Python implements simple picture crawlers and saves

Source: Internet
Author: User

First PO Code

 #coding =utf-8import urllib.request #3之前的版本直接用urllib即可, the same as # The module provides an interface for reading data from a Web page, allowing us to read the data on WWW or FTP as if it were a local file import reimport osdef gethtml (URL): page = Urllib.request.urlopen (    URL);    html = Page.read (); return html;def getimg (HTML): Imglist = Re.findall (' img src= ' (http.*?) ', HTML) #1 #http. *? indicates a non-greedy pattern match, as long as HTTP is matched to completion, No longer look at the back of the match, that is, in order to make the entire match success, the use of a minimum of repeated return imglisthtml = gethtml ("https://www.zhihu.com/question/39731953").
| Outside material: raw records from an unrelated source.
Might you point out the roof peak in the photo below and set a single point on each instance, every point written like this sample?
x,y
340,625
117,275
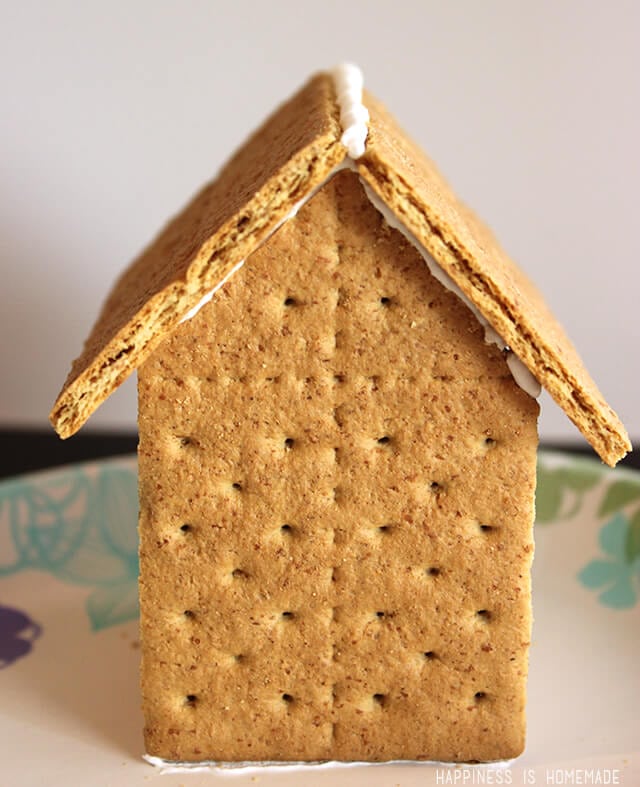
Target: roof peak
x,y
286,159
354,116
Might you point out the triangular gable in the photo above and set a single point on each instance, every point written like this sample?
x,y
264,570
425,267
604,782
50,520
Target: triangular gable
x,y
293,153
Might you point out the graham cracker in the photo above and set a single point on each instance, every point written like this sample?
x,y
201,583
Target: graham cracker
x,y
409,183
281,163
337,481
284,160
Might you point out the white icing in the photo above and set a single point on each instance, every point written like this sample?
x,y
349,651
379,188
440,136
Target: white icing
x,y
354,116
521,374
168,767
206,298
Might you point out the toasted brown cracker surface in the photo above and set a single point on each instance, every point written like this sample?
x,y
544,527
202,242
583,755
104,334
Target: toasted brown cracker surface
x,y
337,478
401,174
285,159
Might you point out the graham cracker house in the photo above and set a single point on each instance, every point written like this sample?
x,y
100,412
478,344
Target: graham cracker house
x,y
337,461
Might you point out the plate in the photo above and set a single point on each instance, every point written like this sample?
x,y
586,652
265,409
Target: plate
x,y
69,644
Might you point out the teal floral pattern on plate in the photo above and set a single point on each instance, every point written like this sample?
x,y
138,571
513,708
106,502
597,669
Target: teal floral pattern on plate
x,y
78,524
561,494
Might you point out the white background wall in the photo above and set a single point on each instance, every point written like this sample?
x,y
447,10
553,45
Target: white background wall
x,y
113,113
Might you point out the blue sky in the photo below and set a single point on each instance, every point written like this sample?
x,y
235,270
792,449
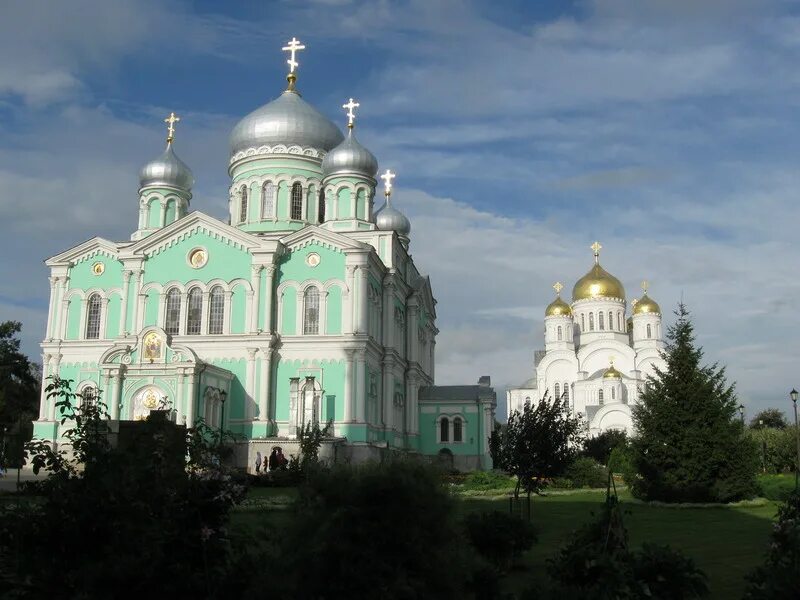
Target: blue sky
x,y
520,132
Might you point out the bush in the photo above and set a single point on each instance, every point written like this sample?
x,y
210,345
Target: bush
x,y
488,480
779,576
586,472
375,530
776,487
499,537
601,446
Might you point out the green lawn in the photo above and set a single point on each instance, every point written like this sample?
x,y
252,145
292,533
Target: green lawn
x,y
726,542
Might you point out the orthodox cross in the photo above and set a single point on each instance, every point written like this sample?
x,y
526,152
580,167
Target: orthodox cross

Decode    ("Utf-8"); Imagesurl = getimg (HTML); if os.path.exists ("d:/imags") = = False:os.mkdir ("D:/imags"); Count = 0; #文件的起始名称为 0 for URL in imagesurl:print (URL) if (Url.find ('. ')! =-1): #2 name = Url[url.find ('. ', Len (URL)-5)        :];        bytes = Urllib.request.urlopen (URL);  f = open ("d:/imags/" +str (count) +name, ' WB ');        #代开一个文件, prepare to write to the file F.write (Bytes.read ()) in binary, #write并不是直接将数据写入文件, but write to the memory-specific buffer F.flush (), #将缓冲区的数据立即写入缓冲区, and empty the buffer F.close (); #关闭文件 count+=1; 

Code Analysis:

1.re.findall syntax: FindAll (parttern,string,flags=0)

Meaning: Returns all strings in a string that match Partten, and returns the form array

2.find () Syntax: Find (Str,pos_start,pos_end)

Meaning: In the URL to find the location of the STR string, Pos_start refers to the location from which to start, the default value is 0, the default location of the lookup, the default value is-1, if not found in the URL str, then return-1

Python implements simple picture crawlers and saves

Contact Us

The content source of this page is from Internet, which doesn't represent Alibaba Cloud's opinion; products and services mentioned on that page don't have any relationship with Alibaba Cloud. If the content of the page makes you feel confusing, please write us an email, we will handle the problem within 5 days after receiving your email.

If you find any instances of plagiarism from the community, please send an email to: info-contact@alibabacloud.com and provide relevant evidence. A staff member will contact you within 5 working days.

A Free Trial That Lets You Build Big!

Start building with 50+ products and up to 12 months usage for Elastic Compute Service

  • Sales Support

    1 on 1 presale consultation

  • After-Sales Support

    24/7 Technical Support 6 Free Tickets per Quarter Faster Response

  • Alibaba Cloud offers highly flexible support services tailored to meet your exact needs.